We all behave differently during times of stress, and researchers from the University of Pennsylvania have found further evidence that gender affects the ways in which we cope with stress. With a more comprehensive understanding of how the stress response is influenced by gender, we can better explain why our gender puts us at risk for certain diseases and disorders.

The study
, led by Dr. J. Wang, involved 32 subjects, half men and half women. All participants received four fMRI scan: an initial baseline scan, one scan during a low-stress task (counting backwards), one scan during a high-stress task (attempting a difficult arithmetic problem), and a second baseline scan to measure the lasting effects of stress. During the high-stress task, the researchers persistently pressured the participants to work faster and asked them to start the problem over if they made any errors. The participants received no pressure during the low-stress task. During the scans, the researchers collected information on the participants' heart rates, cortisol levels (a hormone released in response to stress), regional cerebral blood flow (CBF), and the subjects' perceived level of stress. The results indicate that for men, stress caused an increase in CBF in the right prefrontal cortex while also causing a decrease in CBF in the left orbiofrontal cortex. For women, stress caused the limbic system, which regulates emotions, to become active. For both men and women, the  affected regions of the brain remained active after the stressful task ended, although this continuing effect of stress was stronger in women. Stress was also associated with an increase in cortisol in men but not in women.

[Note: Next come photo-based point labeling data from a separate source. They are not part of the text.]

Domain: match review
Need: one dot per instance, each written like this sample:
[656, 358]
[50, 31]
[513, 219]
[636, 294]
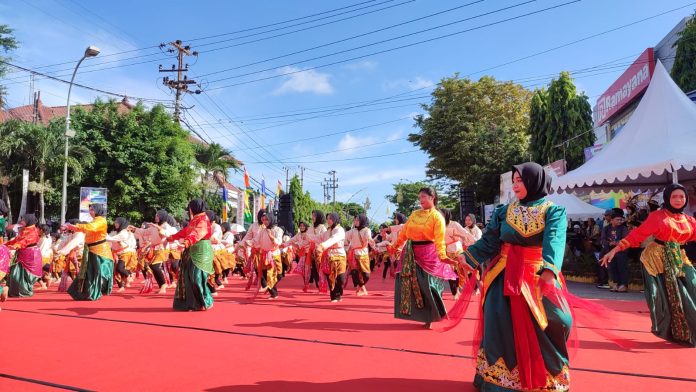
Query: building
[616, 105]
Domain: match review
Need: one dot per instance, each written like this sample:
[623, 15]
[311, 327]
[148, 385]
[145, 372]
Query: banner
[89, 196]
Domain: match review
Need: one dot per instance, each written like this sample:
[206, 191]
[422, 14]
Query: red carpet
[300, 342]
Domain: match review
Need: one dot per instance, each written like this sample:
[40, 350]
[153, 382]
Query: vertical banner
[25, 190]
[90, 196]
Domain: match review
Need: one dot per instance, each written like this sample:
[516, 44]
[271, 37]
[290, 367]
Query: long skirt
[682, 327]
[496, 368]
[96, 278]
[24, 273]
[418, 293]
[192, 290]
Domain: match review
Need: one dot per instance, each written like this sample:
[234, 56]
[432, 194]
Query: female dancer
[424, 263]
[669, 276]
[96, 276]
[524, 333]
[315, 234]
[333, 264]
[192, 291]
[302, 245]
[268, 241]
[124, 247]
[358, 240]
[27, 270]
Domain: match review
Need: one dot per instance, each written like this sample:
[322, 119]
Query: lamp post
[91, 51]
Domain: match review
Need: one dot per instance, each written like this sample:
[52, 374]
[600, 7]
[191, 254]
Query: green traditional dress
[192, 290]
[96, 276]
[521, 240]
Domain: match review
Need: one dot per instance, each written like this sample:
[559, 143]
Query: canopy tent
[576, 209]
[656, 145]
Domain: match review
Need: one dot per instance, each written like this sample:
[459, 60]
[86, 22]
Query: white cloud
[309, 81]
[369, 177]
[413, 84]
[349, 142]
[364, 65]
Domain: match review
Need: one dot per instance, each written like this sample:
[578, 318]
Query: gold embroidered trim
[527, 221]
[499, 374]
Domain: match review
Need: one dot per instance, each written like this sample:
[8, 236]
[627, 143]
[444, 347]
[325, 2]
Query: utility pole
[331, 183]
[182, 82]
[302, 169]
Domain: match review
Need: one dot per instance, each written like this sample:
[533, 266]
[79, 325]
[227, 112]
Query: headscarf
[121, 222]
[197, 206]
[535, 180]
[473, 220]
[163, 216]
[667, 194]
[29, 219]
[98, 208]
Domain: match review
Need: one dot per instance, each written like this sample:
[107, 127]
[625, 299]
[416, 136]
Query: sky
[325, 85]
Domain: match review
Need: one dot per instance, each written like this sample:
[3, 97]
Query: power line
[394, 48]
[370, 44]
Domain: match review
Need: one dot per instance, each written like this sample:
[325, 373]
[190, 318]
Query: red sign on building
[628, 86]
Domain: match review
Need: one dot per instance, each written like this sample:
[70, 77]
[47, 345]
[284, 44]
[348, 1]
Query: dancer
[192, 291]
[96, 276]
[124, 247]
[424, 263]
[333, 263]
[668, 275]
[45, 246]
[268, 240]
[455, 236]
[27, 269]
[524, 333]
[358, 240]
[315, 234]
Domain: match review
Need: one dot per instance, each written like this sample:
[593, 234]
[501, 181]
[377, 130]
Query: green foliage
[474, 131]
[407, 192]
[7, 43]
[143, 157]
[560, 123]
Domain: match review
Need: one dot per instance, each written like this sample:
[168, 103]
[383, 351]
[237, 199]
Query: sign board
[90, 196]
[628, 86]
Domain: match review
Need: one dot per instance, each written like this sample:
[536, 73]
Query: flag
[246, 179]
[224, 204]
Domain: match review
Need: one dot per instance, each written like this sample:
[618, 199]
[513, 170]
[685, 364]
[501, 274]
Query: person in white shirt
[358, 240]
[123, 245]
[333, 264]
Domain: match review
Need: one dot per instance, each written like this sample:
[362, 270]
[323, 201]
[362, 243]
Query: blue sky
[374, 96]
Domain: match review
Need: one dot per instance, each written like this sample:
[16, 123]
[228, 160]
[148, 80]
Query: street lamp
[91, 51]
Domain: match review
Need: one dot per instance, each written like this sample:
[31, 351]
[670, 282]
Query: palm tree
[44, 150]
[10, 141]
[214, 161]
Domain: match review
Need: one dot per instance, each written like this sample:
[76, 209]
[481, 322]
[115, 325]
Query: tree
[143, 157]
[683, 70]
[10, 142]
[560, 123]
[474, 131]
[43, 149]
[7, 43]
[214, 161]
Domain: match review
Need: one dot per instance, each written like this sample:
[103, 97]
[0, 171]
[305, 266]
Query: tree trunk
[42, 204]
[6, 196]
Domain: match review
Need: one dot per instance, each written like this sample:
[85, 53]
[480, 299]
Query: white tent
[576, 209]
[658, 140]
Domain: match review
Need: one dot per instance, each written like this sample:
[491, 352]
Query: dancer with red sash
[523, 333]
[669, 275]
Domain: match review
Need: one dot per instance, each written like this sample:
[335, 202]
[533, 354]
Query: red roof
[47, 113]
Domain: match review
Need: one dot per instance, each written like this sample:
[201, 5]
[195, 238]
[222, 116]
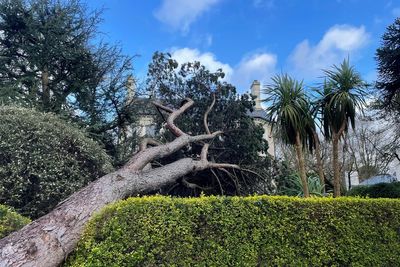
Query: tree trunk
[48, 240]
[45, 89]
[302, 168]
[335, 166]
[319, 160]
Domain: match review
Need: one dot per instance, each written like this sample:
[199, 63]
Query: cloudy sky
[251, 39]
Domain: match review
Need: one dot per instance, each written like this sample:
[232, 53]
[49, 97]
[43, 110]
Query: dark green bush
[381, 190]
[249, 231]
[43, 160]
[10, 221]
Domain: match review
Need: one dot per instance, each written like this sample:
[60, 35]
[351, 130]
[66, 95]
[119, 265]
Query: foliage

The researchers discussed some of the reasons why men and women experience stress differently. From an evolutionary viewpoint, men may experience a “fight-or-flight” reaction, which increases alertness; while women may experience a “tend-and-befriend” reaction and feel the need to care for offspring and companions. It is also possible that hormonal changes in women relating to the menstrual cycle, menopause, and pregnancy have an affect on the stress response. Men and women may also react differently to different types of stress, but because this study only examined stress response to a performance task, the results cannot be generalized to include to other types of stressful situations.

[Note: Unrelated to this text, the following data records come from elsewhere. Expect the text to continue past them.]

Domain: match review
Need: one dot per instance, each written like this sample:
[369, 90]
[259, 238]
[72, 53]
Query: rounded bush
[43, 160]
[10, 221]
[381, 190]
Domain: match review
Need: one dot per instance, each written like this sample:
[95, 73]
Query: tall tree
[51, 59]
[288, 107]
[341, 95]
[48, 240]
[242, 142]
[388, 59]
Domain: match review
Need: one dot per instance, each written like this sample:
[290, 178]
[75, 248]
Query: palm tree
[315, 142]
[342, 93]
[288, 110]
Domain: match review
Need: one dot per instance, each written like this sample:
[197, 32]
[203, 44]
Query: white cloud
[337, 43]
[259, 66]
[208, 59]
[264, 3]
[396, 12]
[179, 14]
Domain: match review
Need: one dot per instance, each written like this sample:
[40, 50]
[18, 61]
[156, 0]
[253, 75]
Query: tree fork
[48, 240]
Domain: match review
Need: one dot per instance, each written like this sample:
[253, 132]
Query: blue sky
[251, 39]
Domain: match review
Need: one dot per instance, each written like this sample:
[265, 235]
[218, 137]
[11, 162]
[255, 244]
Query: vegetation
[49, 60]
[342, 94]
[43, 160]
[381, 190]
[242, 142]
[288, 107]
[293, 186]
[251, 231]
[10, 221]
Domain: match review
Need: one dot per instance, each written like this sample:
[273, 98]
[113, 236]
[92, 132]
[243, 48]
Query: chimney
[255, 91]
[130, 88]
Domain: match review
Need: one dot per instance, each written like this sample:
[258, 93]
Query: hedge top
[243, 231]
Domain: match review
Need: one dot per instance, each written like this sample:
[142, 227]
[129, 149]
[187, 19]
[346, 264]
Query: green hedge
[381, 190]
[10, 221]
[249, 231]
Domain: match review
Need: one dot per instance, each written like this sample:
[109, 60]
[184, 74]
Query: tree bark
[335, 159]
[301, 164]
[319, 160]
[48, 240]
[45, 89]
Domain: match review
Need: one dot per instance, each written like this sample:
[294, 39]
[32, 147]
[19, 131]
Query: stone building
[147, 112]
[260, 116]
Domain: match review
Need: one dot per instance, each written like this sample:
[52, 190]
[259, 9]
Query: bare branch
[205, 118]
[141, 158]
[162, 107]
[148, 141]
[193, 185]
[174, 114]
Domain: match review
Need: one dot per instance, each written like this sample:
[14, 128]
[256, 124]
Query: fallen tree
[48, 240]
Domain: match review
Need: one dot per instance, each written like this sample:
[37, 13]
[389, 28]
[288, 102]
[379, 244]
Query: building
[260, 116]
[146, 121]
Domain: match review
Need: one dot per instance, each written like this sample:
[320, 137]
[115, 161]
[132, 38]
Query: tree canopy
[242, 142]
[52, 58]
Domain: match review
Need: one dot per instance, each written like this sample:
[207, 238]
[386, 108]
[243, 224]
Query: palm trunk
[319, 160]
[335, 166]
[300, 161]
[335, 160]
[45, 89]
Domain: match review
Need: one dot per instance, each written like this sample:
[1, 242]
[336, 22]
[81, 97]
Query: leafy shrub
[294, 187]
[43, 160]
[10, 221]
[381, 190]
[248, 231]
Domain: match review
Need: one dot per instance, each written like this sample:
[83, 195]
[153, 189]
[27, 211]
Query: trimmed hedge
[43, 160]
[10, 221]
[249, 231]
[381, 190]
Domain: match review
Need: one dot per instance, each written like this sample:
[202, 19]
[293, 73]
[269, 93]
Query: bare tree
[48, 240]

We have long known that gender affects how vulnerable we are to stress and makes us more likely to develop certain diseases and disorders. Men, for instance, are generally more at risk for heart problems, infectious diseases, aggression, and alcohol and drug abuse. Women are more at risk for autoimmune diseases and chronic pain. They are twice as likely as men to develop anxiety and mood disorders, perhaps because the stress response in women is linked with emotions. With more information about the ways gender affects our reactions to stress, we can perhaps better help those who encounter a great amount of stress and develop mental illness as a result.


That is a fascinating study. Are they planning to test the responses under other kinds of stress? m.
Posted by: Mark A. Rayner 11/21/2007 7:55:48 AM

Extremely interesting. look forward to reading up more.